Adviser to the Prime minister of Georgia
- Incumbent
- Assumed office 8 September 2019
- Prime Minister: Giorgi Gakharia
- In office 18 June 2019 – 3 September 2019
- Prime Minister: Mamuka Bakhtadze

Minister of Internally Displaced Persons from the Occupied Territories, Health, Labour and Social Affairs
- In office 14 July 2018 – 18 June 2019
- President: Giorgi Margvelashvili Salome Zourabichvili
- Prime Minister: Mamuka Bakhtadze
- Preceded by: Position established
- Succeeded by: Ekaterine Tikaradze

Minister of Health, Labour, and Social Affairs
- In office 25 October 2012 – 14 July 2018
- Prime Minister: Bidzina Ivanishvili Irakli Garibashvili Giorgi Kvirikashvili Mamuka Bakhtadze
- Preceded by: Zurab Tchiaberashvili
- Succeeded by: Position abolished

Member of the Parliament of Georgia
- In office 11 December 2020 – 16 November 2023

Personal details
- Born: 25 September 1963 (age 62) Tbilisi, Georgian SSR, Soviet Union (Now Georgia)
- Party: Georgian Dream
- Spouse: Leila Migriauli
- Children: Two daughters
- Alma mater: Tbilisi State Medical Institute Moscow Institute for Continued Medical Education

Military service
- Allegiance: Georgia
- Branch/service: Medical Service, Georgian Air Force
- Years of service: 1992–1993

= Davit Sergeenko =

Georgian physician

Davit Sergeenko (დავით სერგეენკო; born 25 September 1963) is a Georgian physician and healthcare administrator, serving as Georgia's Minister of Health, Labor, and Social Affairs since 25 October 2012. On 13 June 2018 he was named Minister of Internally Displaced Persons from the Occupied Territories, Accommodation and Refugees in the cabinet of Mamuka Bakhtadze.

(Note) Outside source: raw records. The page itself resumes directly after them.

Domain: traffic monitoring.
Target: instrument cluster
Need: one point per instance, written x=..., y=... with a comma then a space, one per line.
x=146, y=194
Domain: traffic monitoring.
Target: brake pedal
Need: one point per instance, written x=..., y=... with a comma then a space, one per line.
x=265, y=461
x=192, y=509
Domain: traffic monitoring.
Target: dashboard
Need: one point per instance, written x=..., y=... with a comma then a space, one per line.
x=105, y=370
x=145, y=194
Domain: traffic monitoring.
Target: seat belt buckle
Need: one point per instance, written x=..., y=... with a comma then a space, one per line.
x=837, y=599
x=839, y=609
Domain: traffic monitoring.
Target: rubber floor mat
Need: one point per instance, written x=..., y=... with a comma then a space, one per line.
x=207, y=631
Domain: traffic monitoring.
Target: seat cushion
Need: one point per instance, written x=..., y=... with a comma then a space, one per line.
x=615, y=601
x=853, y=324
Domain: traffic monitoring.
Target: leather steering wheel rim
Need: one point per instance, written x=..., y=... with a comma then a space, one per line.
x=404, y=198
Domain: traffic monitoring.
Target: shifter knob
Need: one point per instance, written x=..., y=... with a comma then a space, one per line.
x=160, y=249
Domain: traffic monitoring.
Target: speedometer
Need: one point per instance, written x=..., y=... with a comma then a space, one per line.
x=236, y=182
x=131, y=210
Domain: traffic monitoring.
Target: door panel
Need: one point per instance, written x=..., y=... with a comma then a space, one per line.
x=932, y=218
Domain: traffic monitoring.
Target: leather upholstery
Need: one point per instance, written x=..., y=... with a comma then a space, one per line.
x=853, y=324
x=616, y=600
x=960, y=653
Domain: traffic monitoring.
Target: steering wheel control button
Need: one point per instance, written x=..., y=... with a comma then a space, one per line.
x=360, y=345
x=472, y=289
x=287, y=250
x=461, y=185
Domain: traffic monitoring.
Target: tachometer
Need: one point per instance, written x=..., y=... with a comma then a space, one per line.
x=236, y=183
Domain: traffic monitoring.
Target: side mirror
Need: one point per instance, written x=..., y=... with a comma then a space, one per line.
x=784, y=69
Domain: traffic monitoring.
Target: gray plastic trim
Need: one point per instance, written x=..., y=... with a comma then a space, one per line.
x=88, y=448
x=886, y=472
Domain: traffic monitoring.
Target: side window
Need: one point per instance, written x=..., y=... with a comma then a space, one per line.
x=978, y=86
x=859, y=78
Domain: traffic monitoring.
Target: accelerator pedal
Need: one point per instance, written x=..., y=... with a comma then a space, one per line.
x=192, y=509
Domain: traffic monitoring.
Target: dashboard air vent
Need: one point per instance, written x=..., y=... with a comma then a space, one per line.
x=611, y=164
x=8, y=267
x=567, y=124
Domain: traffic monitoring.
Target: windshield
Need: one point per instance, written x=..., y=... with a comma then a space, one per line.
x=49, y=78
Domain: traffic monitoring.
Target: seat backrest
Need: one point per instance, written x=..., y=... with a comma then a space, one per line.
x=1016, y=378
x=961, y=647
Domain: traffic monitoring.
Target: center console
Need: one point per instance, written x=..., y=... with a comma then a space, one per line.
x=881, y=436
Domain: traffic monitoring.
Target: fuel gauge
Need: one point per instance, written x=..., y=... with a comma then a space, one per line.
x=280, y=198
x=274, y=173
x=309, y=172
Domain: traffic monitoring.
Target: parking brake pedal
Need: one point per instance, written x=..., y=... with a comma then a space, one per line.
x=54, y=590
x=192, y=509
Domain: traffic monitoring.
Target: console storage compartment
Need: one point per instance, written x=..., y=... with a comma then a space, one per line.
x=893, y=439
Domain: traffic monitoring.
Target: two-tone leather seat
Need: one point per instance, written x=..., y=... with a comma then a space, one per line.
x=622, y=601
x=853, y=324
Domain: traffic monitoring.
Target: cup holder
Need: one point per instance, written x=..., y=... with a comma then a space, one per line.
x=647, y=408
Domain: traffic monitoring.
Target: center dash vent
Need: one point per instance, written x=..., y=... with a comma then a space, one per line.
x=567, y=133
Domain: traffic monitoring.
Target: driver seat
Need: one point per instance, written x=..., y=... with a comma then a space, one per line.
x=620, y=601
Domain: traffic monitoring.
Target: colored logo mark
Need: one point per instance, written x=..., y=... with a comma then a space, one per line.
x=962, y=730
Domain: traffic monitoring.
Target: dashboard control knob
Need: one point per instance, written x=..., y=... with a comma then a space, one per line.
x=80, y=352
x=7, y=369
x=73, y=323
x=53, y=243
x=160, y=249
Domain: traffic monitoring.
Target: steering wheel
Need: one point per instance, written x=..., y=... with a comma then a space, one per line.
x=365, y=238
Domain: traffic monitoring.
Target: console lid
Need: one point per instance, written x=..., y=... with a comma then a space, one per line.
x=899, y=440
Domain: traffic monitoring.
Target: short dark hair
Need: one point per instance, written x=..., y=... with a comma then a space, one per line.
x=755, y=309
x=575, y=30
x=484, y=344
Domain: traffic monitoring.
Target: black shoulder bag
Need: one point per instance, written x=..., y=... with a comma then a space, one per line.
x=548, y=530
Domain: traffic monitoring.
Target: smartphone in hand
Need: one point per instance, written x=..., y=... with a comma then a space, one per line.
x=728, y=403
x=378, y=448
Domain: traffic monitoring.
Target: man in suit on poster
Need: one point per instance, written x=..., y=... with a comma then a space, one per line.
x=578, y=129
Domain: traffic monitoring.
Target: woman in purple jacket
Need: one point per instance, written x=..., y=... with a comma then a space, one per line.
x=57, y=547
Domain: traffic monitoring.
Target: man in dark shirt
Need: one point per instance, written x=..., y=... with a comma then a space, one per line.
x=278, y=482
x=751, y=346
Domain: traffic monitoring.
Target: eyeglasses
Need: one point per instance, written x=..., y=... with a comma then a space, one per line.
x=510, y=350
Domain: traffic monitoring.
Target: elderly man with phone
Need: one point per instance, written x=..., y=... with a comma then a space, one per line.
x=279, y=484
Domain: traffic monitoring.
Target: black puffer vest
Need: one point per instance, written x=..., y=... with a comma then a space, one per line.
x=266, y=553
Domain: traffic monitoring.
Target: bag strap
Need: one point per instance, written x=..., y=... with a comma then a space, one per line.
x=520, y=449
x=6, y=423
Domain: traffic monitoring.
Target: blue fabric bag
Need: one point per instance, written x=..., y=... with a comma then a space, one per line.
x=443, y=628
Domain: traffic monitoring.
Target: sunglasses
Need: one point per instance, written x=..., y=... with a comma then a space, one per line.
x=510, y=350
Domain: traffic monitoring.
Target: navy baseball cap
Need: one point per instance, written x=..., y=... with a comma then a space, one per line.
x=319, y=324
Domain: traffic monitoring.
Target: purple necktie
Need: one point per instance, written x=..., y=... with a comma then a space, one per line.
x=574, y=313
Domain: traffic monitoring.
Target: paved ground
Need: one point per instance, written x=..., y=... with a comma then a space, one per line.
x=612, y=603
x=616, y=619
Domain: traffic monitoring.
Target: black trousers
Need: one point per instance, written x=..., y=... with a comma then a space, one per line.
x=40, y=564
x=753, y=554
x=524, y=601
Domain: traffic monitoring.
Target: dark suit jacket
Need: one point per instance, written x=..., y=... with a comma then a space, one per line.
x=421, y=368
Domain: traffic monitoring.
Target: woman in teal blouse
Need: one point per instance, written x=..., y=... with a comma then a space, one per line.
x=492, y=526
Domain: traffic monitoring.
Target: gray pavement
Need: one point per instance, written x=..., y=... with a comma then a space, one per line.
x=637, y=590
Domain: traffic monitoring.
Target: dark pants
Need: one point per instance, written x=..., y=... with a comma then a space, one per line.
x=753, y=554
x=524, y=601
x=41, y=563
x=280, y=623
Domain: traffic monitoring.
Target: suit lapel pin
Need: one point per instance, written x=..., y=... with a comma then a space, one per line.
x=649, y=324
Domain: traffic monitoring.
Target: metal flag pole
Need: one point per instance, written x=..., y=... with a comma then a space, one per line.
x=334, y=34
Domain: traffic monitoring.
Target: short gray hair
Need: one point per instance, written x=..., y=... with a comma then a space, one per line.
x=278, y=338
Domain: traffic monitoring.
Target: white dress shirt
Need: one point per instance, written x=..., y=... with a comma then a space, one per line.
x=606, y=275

== Early life and medical career ==
Sergeenko was born in Tbilisi, the capital of then-Soviet Georgia in 1963. He graduated from the Tbilisi State Medical Institute as a pediatrician in 1987 and the Moscow Institute for Continued Medical Education as an intensive care specialist in 1991. Returning to Georgia, he practiced neonatology in Sukhumi and Rustavi from 1987 to 1992. He then served in the Georgian Armed Forces as a physician for an air force regiment from 1992 to 1993 and as a chief of medical service at the State Department of Sports from 1995 to 1997. He worked as an ICU physician at the Jo Ann Medical Center in Tbilisi from 1997 to 2006 and a medical services manager at the MediClub-Georgia clinic from 2002 to 2006. In 2006, he became Director General of a medical center in the provincial town of Sachkhere, funded by the billionaire tycoon Bidzina Ivanishvili, a Sachkhere native who had amassed his wealth in Russia in the 1990s.

== Government career ==
After Ivanishvili's Georgian Dream coalition won the October 2012 parliamentary election and subsequently formed the new government, Sergeenko was made Minister of Health, Labor, and Social Affairs in the cabinets of Ivanishvili and of his protégé and successor, Irakli Garibashvili.

Sergeenko presided over the establishment of the government-funded Universal Health Care system in February 2013. As the Georgian government's support to post-revolutionary Ukraine amid a brewing confrontation with Russia was reserved, Sergeenko was the only Georgian minister to have visited Kyiv in August 2014; he then oversaw Georgia's humanitarian aid, worth of about GEL 1 million (US$570,000), to Ukraine in September 2014. Sergeenko was also behind the controversial law adopted in August 2014, tightening the regulation of prescription drugs. He also suggested, in May 2013, that Georgia might consider decriminalization of marijuana as part of the strategy to tackle on illicit drug-trafficking channels.